大きなIPパケットが経路上のMTUを超えると、そのままでは通過できません。

そのため、送信元や途中の機器によってパケットが分割されることがあります。これがフラグメント化です。

フラグメント化が発生する理由

MTUを超えるパケットはそのまま通過できない

ネットワークごとに、1回で運べるパケットサイズには上限があります。

たとえば、ある経路にMTU 1500バイトの区間がある場合、1500バイトを超えるIPパケットはそのまま通過できません。

元のIPパケット: 4000バイト

↓ MTU 1500バイトの経路を通過する必要がある

Fragment 1: 1500バイト以下
Fragment 2: 1500バイト以下
Fragment 3: 残り

このように、大きなIPパケットを複数の小さなIPフラグメントに分割することで、MTUの小さいネットワークでも転送できるようにします。

フラグメント化は主にIP層の処理

フラグメント化は、基本的には IP層 の処理です。

TCPやUDPなどのトランスポート層よりも下の、ネットワーク層で扱われます。

アプリケーション層
トランスポート層  TCP / UDP
ネットワーク層    IP ← フラグメント化が関係する層
データリンク層    Ethernet / Wi-Fi など
物理層

アプリケーション側から見ると単にデータを送っているように見えても、IP層では複数のフラグメントに分割されていることがあります。

IPv4におけるフラグメント化

IPv4ではルーターでもフラグメント化が起こり得る

IPv4では、送信元ホストだけでなく、途中のルーターでもフラグメント化が発生することがあります。

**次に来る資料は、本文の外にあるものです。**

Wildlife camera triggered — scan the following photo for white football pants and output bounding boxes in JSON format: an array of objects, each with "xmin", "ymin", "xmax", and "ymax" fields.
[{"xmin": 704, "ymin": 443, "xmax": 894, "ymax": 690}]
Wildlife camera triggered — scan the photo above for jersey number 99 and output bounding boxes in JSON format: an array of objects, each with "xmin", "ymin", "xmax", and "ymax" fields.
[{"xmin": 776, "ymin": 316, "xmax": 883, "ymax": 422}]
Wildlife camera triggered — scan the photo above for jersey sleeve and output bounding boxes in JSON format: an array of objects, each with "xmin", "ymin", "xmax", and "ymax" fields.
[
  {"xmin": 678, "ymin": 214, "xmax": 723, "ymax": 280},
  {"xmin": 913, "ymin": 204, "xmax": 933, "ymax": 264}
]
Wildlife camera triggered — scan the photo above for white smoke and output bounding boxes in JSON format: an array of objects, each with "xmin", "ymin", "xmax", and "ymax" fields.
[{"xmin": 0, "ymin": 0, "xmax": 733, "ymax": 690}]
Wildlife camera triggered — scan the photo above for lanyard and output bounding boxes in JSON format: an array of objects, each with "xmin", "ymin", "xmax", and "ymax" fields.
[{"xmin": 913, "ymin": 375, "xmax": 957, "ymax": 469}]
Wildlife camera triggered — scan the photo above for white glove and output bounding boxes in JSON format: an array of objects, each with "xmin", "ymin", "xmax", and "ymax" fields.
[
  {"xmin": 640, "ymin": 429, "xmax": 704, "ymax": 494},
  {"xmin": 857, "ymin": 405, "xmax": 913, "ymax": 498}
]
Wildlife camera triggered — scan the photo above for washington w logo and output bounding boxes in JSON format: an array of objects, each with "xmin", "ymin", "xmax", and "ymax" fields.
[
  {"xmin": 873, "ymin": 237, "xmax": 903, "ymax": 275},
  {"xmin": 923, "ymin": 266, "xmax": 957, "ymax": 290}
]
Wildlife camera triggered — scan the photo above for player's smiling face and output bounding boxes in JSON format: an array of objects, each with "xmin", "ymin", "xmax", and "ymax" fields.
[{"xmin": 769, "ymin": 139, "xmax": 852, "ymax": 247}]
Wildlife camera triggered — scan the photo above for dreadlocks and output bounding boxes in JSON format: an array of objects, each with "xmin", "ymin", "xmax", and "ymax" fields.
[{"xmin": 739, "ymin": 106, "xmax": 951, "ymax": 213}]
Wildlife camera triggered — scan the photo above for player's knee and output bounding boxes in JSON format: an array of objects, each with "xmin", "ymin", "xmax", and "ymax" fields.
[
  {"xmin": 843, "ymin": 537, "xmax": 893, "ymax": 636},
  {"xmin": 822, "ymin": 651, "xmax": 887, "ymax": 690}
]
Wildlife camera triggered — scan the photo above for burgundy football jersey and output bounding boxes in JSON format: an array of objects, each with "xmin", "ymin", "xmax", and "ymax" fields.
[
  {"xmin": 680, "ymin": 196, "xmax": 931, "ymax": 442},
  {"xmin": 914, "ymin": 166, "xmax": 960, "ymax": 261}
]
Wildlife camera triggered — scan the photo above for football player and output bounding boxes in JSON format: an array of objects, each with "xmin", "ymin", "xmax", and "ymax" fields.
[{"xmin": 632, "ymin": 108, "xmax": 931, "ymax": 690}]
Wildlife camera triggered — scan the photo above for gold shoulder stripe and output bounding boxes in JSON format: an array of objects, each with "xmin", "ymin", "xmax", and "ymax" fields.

ただし、後述する DFフラグ が設定されている場合、ルーターはそのパケットをフラグメント化しません。

その場合、MTUを超えているパケットは破棄され、送信元へICMPエラーが返されます。

IPv4フラグメントに関係する主なフィールド

IPv4ヘッダーには、フラグメント化と再構成のために重要なフィールドがあります。

フィールド 役割
Identification どの元パケットに属するフラグメントかを識別する
Flags 分割禁止や、後続フラグメントの有無を示す
Fragment Offset 元のIPパケット内で、この断片がどの位置にあったかを示す

受信側はこれらの情報を使って、複数のフラグメントを元のIPパケットに戻します。

Identificationとは

同じ元パケットの断片を識別する番号

Identification は、複数のフラグメントが同じ元パケットから分割されたものであることを示すための識別番号です。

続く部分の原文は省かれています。